Ces agitations des violateurs ne sont rien d'autre que l'écume des vagues de l'océan - un de ses traits inséparables, - mais l'océan de l'Alliance va surgir et rejettera sur le rivage les dépouilles des morts, car il ne peut les retenir. (11)

En 1991, le groupe des adeptes de Remey s'était pratiquement désintégré. La mort avait fait disparaître trois des principaux personnages : Mason Remey en 1974, Reginald King en 1977 et le successeur désigné de Remey, Donald Harvey en 1991. John Carré s'est plongé dans des recherches ésotériques qui lui sont propres. La disgrâce publique et le ridicule ont réduit l'influence de Leland Jensen à celle du gourou d'une secte comptant deux ou trois groupes isolés dans le Midwest américain et Giuseppe Pepe s'est finalement dégagé de toute tentative de la part des violateurs pour l'impliquer dans leurs projets ambitieux.

Seul Joel Marangella continue à affirmer sa misérable prétention au poste que Remey lui avait brièvement octroyé, puis retiré, il y a plus de trente ans. De temps en temps, il passe dans les journaux des annonces qui, soi-disant, représentent le point de vue d'un groupe qu'il appelle "la Foi baha'ie orthodoxe". Manquant de l'énergie et des possibilités nécessaires pour éveiller l'intérêt du public, ce pitoyable survivant de la défection de Remey semble avoir encore l'espoir d'attirer sous son influence, d'une manière ou d'une autre, les membres loyaux de la communauté baha'ie.

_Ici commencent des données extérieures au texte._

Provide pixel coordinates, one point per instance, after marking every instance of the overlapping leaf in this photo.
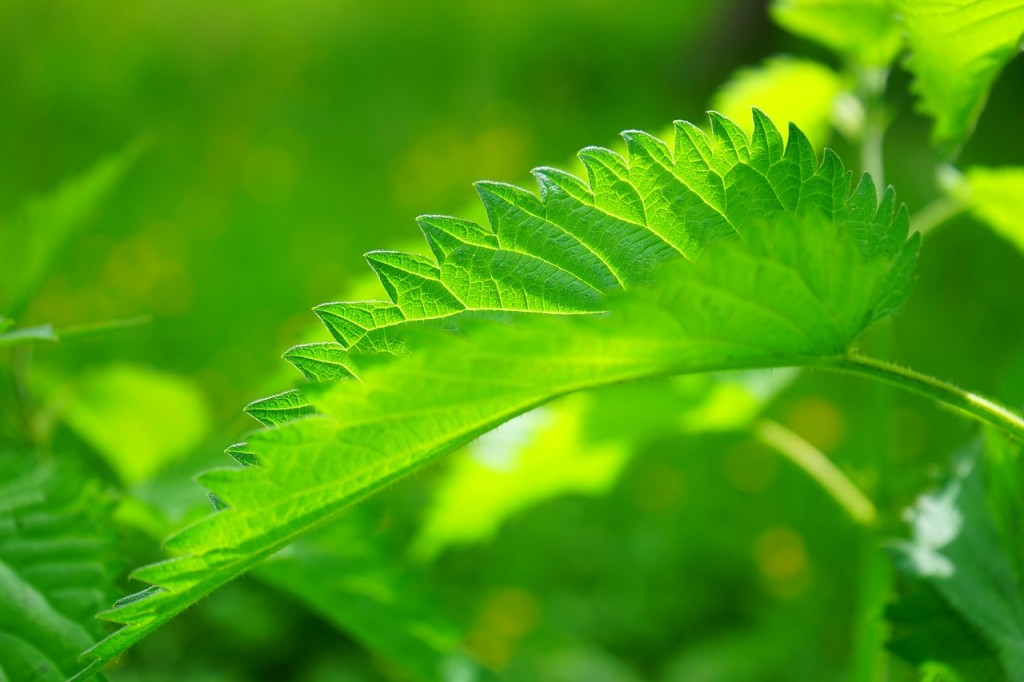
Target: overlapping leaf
(54, 568)
(777, 264)
(957, 49)
(995, 196)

Que des hommes et des femmes raisonnablement intelligents soient incapables - après trois décennies - de se libérer de cette pulsion incessante d'extravagance et d'ambition qui noya chaque espoir et chaque plan qu'ils élaborèrent, est un conte édifiant. Le destin de ceux qui suivirent Charles Mason Remey présente un cas d'école sur la nature et l'effet paralysant du virus de la violation de l'Alliance.

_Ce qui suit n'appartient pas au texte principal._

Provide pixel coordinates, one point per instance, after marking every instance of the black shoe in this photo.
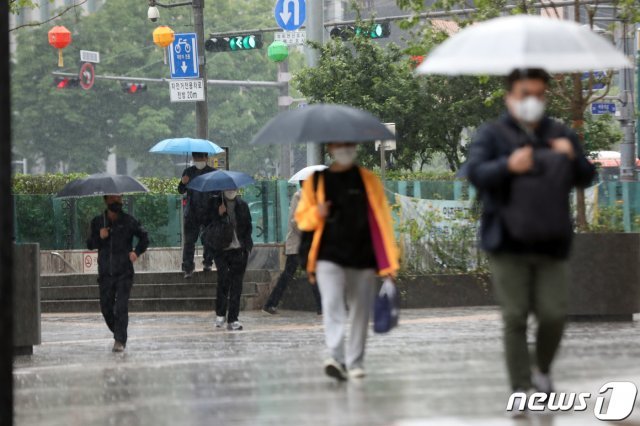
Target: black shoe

Depuis la rédaction de ce document, Leland Jensen est mort en août 1996.


Notes :

1. Le Pourvoir de l'Alliance, 2e partie p. 7-8
2. Messages to America : Selected Letters and Cablegrams Adressed to the Baha'is of North America, 1933-1946 (Wilmette : Baha'i Publishing Committee, 1947), p. 51
3. Star of the West, vol. X, p. 246. cité dans The Power of the Covenant, part 2, p. 11
4. Baha'i World Faith (Wilmette : baha'i Publishing trust, 1976), pp 357-58
5. Messages to AmMerica, p.49
6. Messages to America, p. 50
7. Testament de 'Abdu'l-Baha, p. 25, 26 (M.E.B. ed.1970)
8. The Ministry of the Custodians (Haïfa : Baha'i World Center, 1992), p. 29
9. The Ministry of the Custodians, pp 35-36, 37, 38
10. Baha'i News (USA), avril 1974, p.3 ; cité dans Le Pouvoir de l'Alliance, 2e partie. p. 29
11. Sélections des Écrits de 'Abdu'l-Baha § 185, p. 208.